Y dentro de las aulas, las burbujas (qué palabra más inconveniente para el intercambio, la interrelación, para la búsqueda de una formación integral), cupos reducidos, mesas distantes, diálogos encerrados detrás de los barbijos, frases inaudibles y miradas salpicadas de inseguridades. Cada curso divido en dos; una semana presencial, la otra virtual. ¿Y qué resultará de todo esto? Quién lo sabe, se hace camino al andar, se enseña enseñando. Y las docentes y los docentes, una vez más, resistiendo, buscándole la vuelta a las locuras del sistema, a sostener la jornada laboral a pesar de las evidentes incomodidades de una práctica que nadie les enseñó. Durante el 2020 trabajaron desde sus casas, con todo lo que implicó inventar aulas en sus cocinas y comedores, enseñar, actuar, leer y escribir a través de las pantallas, en medio de sus vidas cotidianas. Y ahora, allí, en la escuela, frente al alumnado, con los guardapolvos de docentes más los artefactos de astronautas de la educación flotando por el planeta del coronavirus.
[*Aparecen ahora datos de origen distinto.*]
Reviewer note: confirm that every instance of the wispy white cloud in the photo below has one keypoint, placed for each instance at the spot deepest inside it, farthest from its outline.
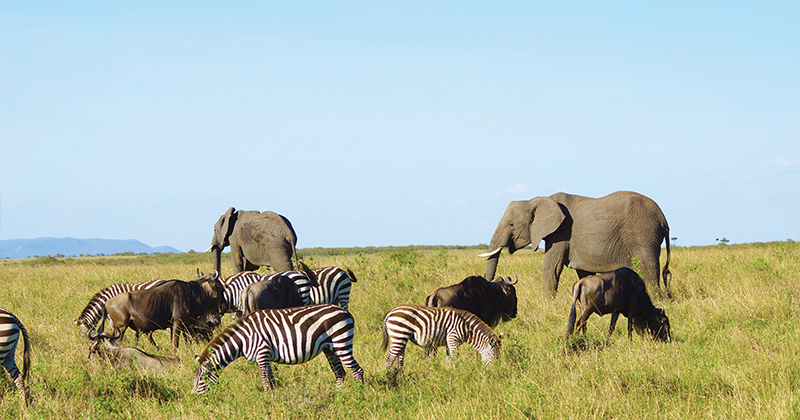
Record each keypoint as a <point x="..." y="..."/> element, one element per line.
<point x="780" y="164"/>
¿Qué mundo construimos para esta niñez? ¿Por qué se llegó a esta instancia? ¿Cómo salir y cómo evitar que otras pandemias, guerras o garras sigan destrozando las vidas y la casa común en la que habitamos? Como el río de Heráclito, nunca cruzamos dos veces el mismo lugar, porque ni el río ni el ser que lo cruza son los mismos. La puerta del colegio parecía la misma, pero no lo era, dentro corría un río revuelto por ciento de emociones. Caminé los pasillos. Contuve. Hablé. Escuché. Observé el acontecer institucional. Hice mi trabajo de psicólogo, como pude, aprendiendo a ser en un hacer diferente. Hay que adaptarse, lo sé, es una realidad que no deseamos, que es dolorosa, pero que ya pasará, me dije a mí mismo, alentándome, mientras asomado a un aula de 4to grado observaba a un pibe de anteojos en el que seguramente me veía reflejado. La señorita explicaba algo, no sé qué, y el pibe de anteojos miraba por la ventana, quizá pensaba en su madre, en la leche chocolatada, en un dibujito animado, o tal vez añoraba aquellos buenos tiempos de abrazos y besos, habitando un mundo feliz, sin protocolos para luchar contra una peste que no nos deja en paz.